BF16 conversion during quantization is default OFF. To force enable it, users need to turn on use_bf16 by pythonic config:

from neural_compressor import config
from neural_compressor.experimental import Quantization

config.quantization.use_bf16 = True
quantizer = Quantization(config)

Tensorflow¶

Intel has worked with the TensorFlow development team to enhance TensorFlow to include bfloat16 data support for CPUs. For more information about BF16 in TensorFlow, please read Accelerating AI performance on 3rd Gen Intel® Xeon® Scalable processors with TensorFlow and Bfloat16.

BF16 conversion during quantization in TensorFlow

Three steps

Convert to a FP32 + INT8 mixed precision Graph

In this steps, TF adaptor will regard all fallback datatype as FP32. According to the per op datatype in tuning config passed by strategy, TF adaptor will generate a FP32 + INT8 mixed precision graph.
Convert to a BF16 + FP32 + INT8 mixed precision Graph

In this phase, adaptor will convert some FP32 ops to BF16 according to bf16_ops list in tuning config.
Optimize the BF16 + FP32 + INT8 mixed precision Graph

After the mixed precision graph generated, there are still some optimization need to be applied to improved the performance, for example Cast + Cast and so on. The BF16Convert transformer also apply a depth-first method to make it possible to take the ops use BF16 which can support BF16 datatype to reduce the insertion of Cast op.

PyTorch¶

Intel has also worked with the PyTorch development team to enhance PyTorch to include bfloat16 data support for CPUs.

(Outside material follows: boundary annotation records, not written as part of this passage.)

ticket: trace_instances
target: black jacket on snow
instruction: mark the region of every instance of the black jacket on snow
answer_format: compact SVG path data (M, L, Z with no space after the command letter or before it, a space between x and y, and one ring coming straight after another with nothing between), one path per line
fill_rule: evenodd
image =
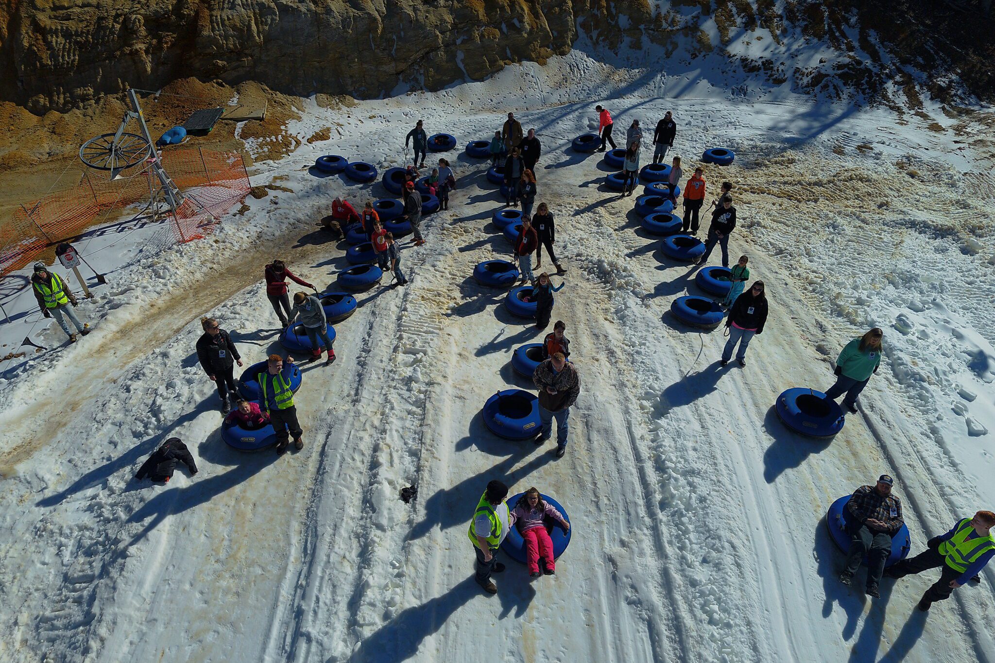
M518 149L521 152L521 158L524 161L530 161L535 163L539 160L539 154L542 153L542 145L539 144L538 138L525 138L518 145Z
M537 214L532 217L532 228L539 236L539 242L556 241L556 226L553 224L553 215Z
M168 481L173 478L177 462L186 465L190 474L197 473L197 465L186 444L179 437L170 437L141 464L134 478L141 480L147 476L152 481Z
M236 359L242 359L242 355L232 343L228 332L219 329L217 336L204 332L197 339L197 359L200 360L204 373L211 376L219 369L230 368Z
M709 233L728 235L735 227L736 208L731 205L727 210L724 207L716 207L715 211L711 213L711 226L708 227Z
M673 119L664 118L657 122L657 130L653 134L653 142L665 143L674 147L674 136L678 135L678 125Z
M767 322L767 297L754 297L751 289L736 297L725 326L731 327L733 322L743 329L755 329L757 334L762 333Z

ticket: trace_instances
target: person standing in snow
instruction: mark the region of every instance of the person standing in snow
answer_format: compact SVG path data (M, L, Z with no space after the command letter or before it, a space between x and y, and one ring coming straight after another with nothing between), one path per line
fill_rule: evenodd
M697 213L704 204L704 171L700 166L695 169L695 174L688 184L685 185L684 206L685 216L681 231L692 235L697 235L698 218Z
M834 401L844 392L847 398L843 405L852 413L857 413L857 397L868 385L871 375L881 366L882 339L885 332L875 327L861 338L847 344L836 359L836 384L826 392L826 398Z
M538 269L542 264L542 247L545 247L546 252L549 253L549 259L552 260L553 265L556 267L556 273L562 274L565 272L566 270L556 260L556 254L553 253L553 243L556 241L556 226L553 224L553 215L549 214L549 208L546 207L545 203L539 203L539 208L535 211L535 216L532 217L532 228L535 229L535 233L541 243L541 246L535 249L535 268Z
M289 324L287 316L291 314L291 298L287 294L287 279L290 278L295 283L309 287L312 290L315 288L307 281L298 278L291 273L291 270L287 268L283 260L274 260L266 265L264 273L266 275L266 297L270 300L270 304L273 305L273 310L277 311L280 323L286 327ZM287 311L286 315L281 310L281 306Z
M563 518L553 505L542 501L538 488L529 488L514 505L514 524L525 542L525 566L528 575L538 578L545 574L556 574L556 560L553 557L553 542L546 531L546 519L559 524L564 532L570 531L570 523ZM539 571L539 565L542 571Z
M861 486L847 502L847 534L850 535L850 554L847 567L840 574L840 581L849 585L854 574L868 556L867 593L879 598L885 562L892 554L892 537L898 533L904 522L901 518L901 500L892 494L895 480L888 474L878 477L874 486Z
M534 281L532 275L532 251L539 246L539 236L532 228L532 221L528 217L521 218L521 230L514 240L512 254L518 262L518 271L521 272L521 282Z
M428 146L429 146L429 136L428 136L427 133L425 133L425 129L422 128L422 120L418 120L418 122L415 124L415 128L413 128L411 131L408 131L408 137L404 139L404 149L405 149L405 151L407 151L407 149L408 149L408 143L414 143L414 149L415 149L414 165L415 165L415 167L416 168L424 168L425 167L425 155L428 152ZM419 155L419 153L422 155L422 164L420 166L418 165L418 155Z
M535 137L535 129L529 129L528 135L521 141L521 160L525 163L525 170L532 171L533 179L535 176L535 164L538 162L541 153L542 145L539 143L539 139Z
M942 568L939 580L925 590L916 606L925 612L934 601L949 598L960 585L972 580L980 580L978 574L995 556L992 527L995 527L995 513L991 511L979 511L973 518L963 518L946 534L926 542L926 550L896 564L885 575L897 580Z
M507 486L503 482L498 479L489 481L487 490L474 509L470 529L467 530L467 536L473 542L474 552L477 554L474 580L492 594L498 593L498 586L491 580L491 575L504 571L504 565L498 561L496 553L514 525L514 516L508 511L505 497Z
M404 185L404 214L401 219L407 219L411 224L411 232L414 238L411 243L416 247L425 244L422 238L422 195L415 191L415 183L408 182Z
M678 125L668 110L664 118L657 122L657 130L653 133L653 144L657 148L653 151L653 163L663 163L667 158L667 150L674 147L674 136L678 133Z
M283 453L290 445L291 436L297 449L304 447L303 430L298 421L298 409L294 405L294 390L291 389L291 372L294 358L288 356L286 366L280 355L270 355L266 371L256 376L263 394L266 409L274 430L277 431L277 453Z
M42 309L42 315L47 318L56 316L56 322L62 330L69 336L70 343L76 343L76 334L69 330L69 319L76 327L77 333L86 336L90 333L87 326L80 322L76 316L76 308L79 303L76 295L69 289L69 284L62 276L54 271L49 271L44 262L35 262L35 273L31 275L31 286L35 292L35 299Z
M567 363L563 353L557 352L535 367L532 383L539 390L539 418L542 420L535 444L541 445L552 436L553 419L556 419L556 457L562 458L566 453L570 408L580 394L580 376L574 365Z
M612 128L615 126L612 120L612 114L608 112L608 108L604 106L596 105L594 109L598 111L598 133L601 134L601 146L598 147L599 152L605 151L605 143L607 142L612 146L612 149L616 149L618 145L612 140Z
M207 377L217 385L221 414L227 414L238 397L239 388L234 371L236 363L242 366L242 355L232 342L232 337L218 325L217 320L201 318L200 326L204 333L197 339L197 360Z
M525 163L518 155L518 148L512 147L507 159L504 160L504 189L507 192L507 198L504 199L505 205L518 206L518 180L521 179L521 174L524 171Z
M511 148L521 145L521 122L514 118L514 113L507 114L507 120L500 129L500 137L504 141L504 151L510 152Z
M324 349L328 351L328 359L325 366L330 366L335 361L335 351L331 347L331 339L328 338L328 318L325 317L324 307L321 300L315 295L305 292L298 292L294 295L294 310L291 311L291 325L300 320L307 333L307 340L311 344L311 361L321 359L321 346L318 340L324 344Z
M532 216L532 205L535 204L535 175L532 171L525 169L521 171L521 179L518 180L518 200L521 201L521 216Z
M711 226L704 241L704 253L697 259L697 264L704 264L711 255L715 245L722 247L722 266L729 266L729 234L736 227L736 208L732 207L732 199L722 197L722 206L711 213Z
M622 180L622 196L631 196L636 182L639 180L639 142L629 143L625 152L625 163L622 164L624 179Z
M739 352L736 353L736 362L739 366L746 366L746 346L753 339L763 333L763 325L767 322L767 295L764 292L763 281L756 281L748 292L736 297L736 303L732 304L729 317L725 319L725 328L729 330L729 340L725 342L722 349L721 366L725 366L732 359L732 351L739 344Z

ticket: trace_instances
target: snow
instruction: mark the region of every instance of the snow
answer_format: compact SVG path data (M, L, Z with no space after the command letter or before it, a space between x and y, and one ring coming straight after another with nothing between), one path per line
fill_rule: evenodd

BF16 conversion during quantization in PyTorch

Two steps

Convert to a FP32 + INT8 mixed precision Graph or Module

In this steps, PT adaptor will combine the INT8 ops and all fallback ops to FP32 + INT8 mixed precision Graph or Module no matter in Eager mode or Fx Graph mode.
Convert to a BF16 + FP32 + INT8 mixed precision Graph or Module

In this phase, adaptor will according to BF16 op list from strategy tune config to wrapper the FP32 module with BF16Wrapper to realize the BF16 + FP32 + INT8 mixed precision Graph or Module. adaptor will do retrace the GraphModule again if using Fx Graph mode.